Think about that? You are telling someone that they cannot earn a living doing whatever it is that they do. That’s pretty bold. That’s why courts view NCA’s very narrowly, meaning if there is any reason to invalidate the agreement, they won’t hesitate to do so. In fact, some states presume that all non-compete agreements are invalid, including California (with some exceptions, of course).
There may be legitimate reasons for presenting your employee with an NCA. If you hire an employee, train that employee, provide that employee with confidential information, or trade secrets, and give him leads that could not be developed from public sources, then it might be reasonable to ask the employee not to compete. However, you still have to ensure that the agreement is narrowly drafted and complies with the legal requirements of your state.
The laws vary from state to state. Before entering into any NCA, you need to check the laws in your state. For the states that allow NCA’s, there are some general concepts that can help guide you when drafting an NCA. NCA’s are enforceable if they are reasonable in time, geographic location, and scope of business.
When you restrict an employee’s right to work, it cannot be for an indefinite period of time. Some states presume that 6 months is a reasonable time and over 2 years is presumed to be invalid. If you are between 6 months and 2 years, you might have the burden of proving that the length of time is reasonable under the circumstances.
If your employee works, develops leads, and maintains all of his contacts within one city, it may not be reasonable to restrict him from working within the entire state. The geographic restriction must relate to where the employee worked, not where your company conducts its business.
When drafting an effective NCA, you need to focus on what type of work the employee will do for you. You cannot restrict the employee from performing work beyond the scope of his duties for you. If your employee sells software that helps attorneys manage their cases, you may not be able to restrict that employee from going on to a new job selling software that helps accountants manage tax records.
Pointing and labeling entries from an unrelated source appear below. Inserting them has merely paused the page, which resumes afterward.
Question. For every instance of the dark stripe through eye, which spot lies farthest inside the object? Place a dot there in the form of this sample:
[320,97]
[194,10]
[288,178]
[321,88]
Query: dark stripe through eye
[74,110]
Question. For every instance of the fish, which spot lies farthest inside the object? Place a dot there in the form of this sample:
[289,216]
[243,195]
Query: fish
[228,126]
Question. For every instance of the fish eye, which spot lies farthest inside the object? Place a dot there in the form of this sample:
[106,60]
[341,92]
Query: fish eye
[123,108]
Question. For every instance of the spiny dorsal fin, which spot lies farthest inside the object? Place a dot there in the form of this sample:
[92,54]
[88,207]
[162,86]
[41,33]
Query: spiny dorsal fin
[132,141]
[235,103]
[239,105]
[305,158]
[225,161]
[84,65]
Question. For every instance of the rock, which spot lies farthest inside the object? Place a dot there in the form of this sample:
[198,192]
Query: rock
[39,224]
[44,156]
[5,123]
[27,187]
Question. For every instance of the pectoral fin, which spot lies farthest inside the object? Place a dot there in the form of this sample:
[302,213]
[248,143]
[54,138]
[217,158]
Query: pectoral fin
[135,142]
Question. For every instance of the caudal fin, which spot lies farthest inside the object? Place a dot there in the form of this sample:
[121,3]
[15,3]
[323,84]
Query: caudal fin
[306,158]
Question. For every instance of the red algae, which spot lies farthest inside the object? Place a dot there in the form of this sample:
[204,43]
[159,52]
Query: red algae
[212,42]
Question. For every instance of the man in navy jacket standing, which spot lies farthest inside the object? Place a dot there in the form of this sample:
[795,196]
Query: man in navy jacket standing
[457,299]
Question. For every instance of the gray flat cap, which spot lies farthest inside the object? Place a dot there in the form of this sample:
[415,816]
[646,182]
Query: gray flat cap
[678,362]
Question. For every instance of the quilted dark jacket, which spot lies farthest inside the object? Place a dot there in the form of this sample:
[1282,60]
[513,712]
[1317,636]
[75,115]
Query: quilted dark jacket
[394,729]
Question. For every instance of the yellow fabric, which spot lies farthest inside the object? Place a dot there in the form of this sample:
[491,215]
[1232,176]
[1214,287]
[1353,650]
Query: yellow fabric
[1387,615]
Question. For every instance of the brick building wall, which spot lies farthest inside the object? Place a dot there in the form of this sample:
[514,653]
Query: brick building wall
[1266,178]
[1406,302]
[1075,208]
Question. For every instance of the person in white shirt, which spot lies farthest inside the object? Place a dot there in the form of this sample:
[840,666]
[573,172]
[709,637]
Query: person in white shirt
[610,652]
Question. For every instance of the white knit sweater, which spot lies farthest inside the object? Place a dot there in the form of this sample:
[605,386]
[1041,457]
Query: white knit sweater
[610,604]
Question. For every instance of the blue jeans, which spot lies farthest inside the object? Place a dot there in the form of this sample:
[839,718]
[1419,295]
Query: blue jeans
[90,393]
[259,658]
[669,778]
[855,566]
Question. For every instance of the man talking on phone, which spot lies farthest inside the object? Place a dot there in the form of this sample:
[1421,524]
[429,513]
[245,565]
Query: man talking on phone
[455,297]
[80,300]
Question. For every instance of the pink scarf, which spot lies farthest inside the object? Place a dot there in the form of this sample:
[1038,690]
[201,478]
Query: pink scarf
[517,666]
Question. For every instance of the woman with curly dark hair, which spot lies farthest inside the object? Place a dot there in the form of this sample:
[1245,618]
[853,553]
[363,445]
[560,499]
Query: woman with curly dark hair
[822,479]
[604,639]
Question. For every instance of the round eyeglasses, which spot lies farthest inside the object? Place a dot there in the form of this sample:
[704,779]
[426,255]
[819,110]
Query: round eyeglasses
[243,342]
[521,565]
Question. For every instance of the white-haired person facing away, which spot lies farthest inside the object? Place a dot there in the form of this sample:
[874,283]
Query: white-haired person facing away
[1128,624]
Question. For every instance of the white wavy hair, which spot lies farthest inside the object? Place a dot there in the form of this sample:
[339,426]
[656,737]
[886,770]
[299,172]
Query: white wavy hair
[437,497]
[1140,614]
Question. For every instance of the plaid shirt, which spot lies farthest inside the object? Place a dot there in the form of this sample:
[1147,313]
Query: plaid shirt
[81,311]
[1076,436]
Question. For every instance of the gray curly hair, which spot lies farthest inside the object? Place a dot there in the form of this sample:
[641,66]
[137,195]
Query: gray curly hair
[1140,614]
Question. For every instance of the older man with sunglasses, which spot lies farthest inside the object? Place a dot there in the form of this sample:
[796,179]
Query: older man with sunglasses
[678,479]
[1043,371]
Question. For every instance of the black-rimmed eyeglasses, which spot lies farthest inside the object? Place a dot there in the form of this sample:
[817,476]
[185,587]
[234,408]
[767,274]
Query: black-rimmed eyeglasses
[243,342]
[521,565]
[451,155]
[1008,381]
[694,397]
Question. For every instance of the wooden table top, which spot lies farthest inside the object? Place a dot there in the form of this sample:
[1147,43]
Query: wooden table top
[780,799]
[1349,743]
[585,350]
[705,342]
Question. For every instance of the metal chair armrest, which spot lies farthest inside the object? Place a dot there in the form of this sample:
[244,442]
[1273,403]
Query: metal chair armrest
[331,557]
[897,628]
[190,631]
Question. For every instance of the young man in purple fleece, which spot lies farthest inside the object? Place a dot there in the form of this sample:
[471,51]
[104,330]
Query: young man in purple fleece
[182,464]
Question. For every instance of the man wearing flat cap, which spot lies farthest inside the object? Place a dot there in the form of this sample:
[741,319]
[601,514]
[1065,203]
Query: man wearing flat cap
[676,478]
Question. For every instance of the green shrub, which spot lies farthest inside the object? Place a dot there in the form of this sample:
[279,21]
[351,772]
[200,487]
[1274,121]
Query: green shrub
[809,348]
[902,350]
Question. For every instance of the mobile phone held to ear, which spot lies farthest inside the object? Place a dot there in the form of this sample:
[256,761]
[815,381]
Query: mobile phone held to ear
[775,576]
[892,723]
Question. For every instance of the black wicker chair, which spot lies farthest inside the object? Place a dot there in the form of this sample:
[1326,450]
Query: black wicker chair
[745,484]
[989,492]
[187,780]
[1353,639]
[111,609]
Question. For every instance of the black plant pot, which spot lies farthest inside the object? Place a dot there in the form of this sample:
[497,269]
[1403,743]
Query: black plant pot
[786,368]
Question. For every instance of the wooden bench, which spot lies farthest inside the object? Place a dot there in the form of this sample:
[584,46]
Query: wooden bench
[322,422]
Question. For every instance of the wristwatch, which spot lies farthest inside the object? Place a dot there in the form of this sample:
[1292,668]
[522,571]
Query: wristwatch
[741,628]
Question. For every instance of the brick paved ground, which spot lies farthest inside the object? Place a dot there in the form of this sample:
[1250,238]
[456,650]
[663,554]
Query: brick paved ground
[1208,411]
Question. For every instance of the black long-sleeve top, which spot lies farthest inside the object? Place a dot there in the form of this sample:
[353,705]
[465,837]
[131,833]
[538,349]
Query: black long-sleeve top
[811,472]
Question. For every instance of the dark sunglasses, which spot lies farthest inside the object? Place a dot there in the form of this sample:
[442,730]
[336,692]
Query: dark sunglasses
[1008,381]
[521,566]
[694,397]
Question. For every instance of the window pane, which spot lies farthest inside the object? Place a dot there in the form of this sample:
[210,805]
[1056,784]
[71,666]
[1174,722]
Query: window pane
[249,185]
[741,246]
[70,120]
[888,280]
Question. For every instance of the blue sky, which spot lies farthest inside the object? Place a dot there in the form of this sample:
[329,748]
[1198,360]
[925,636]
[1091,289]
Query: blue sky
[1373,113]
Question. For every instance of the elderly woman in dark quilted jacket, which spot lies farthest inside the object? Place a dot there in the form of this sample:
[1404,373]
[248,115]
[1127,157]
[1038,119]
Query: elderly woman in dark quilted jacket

You don’t have any business interest in that market, your employee did not perform those functions with you and you will not suffer any damages as a result of the employee’s new job.
A few other things you want to look at:
- Who terminated the employment? If you terminate an employee, a court might not be so open-minded with respect to the restrictions of an NCA.
- Did you pay any compensation for the duration of the NCA? If you pay an employee additional compensation for the NCA period, a court might view that favorably.
- Is the information you deem to be confidential actually available from public sources? Some business owners think that they have confidential information, when in reality that information is available from public sources. If you claim that your employee is using your confidential information to gain business, be sure that it is actually confidential and not available from any other source.
Consider the information above when implementing an NCA, but first check your state laws regarding NCA’s. The laws of your state might be very different from the general concepts listed above.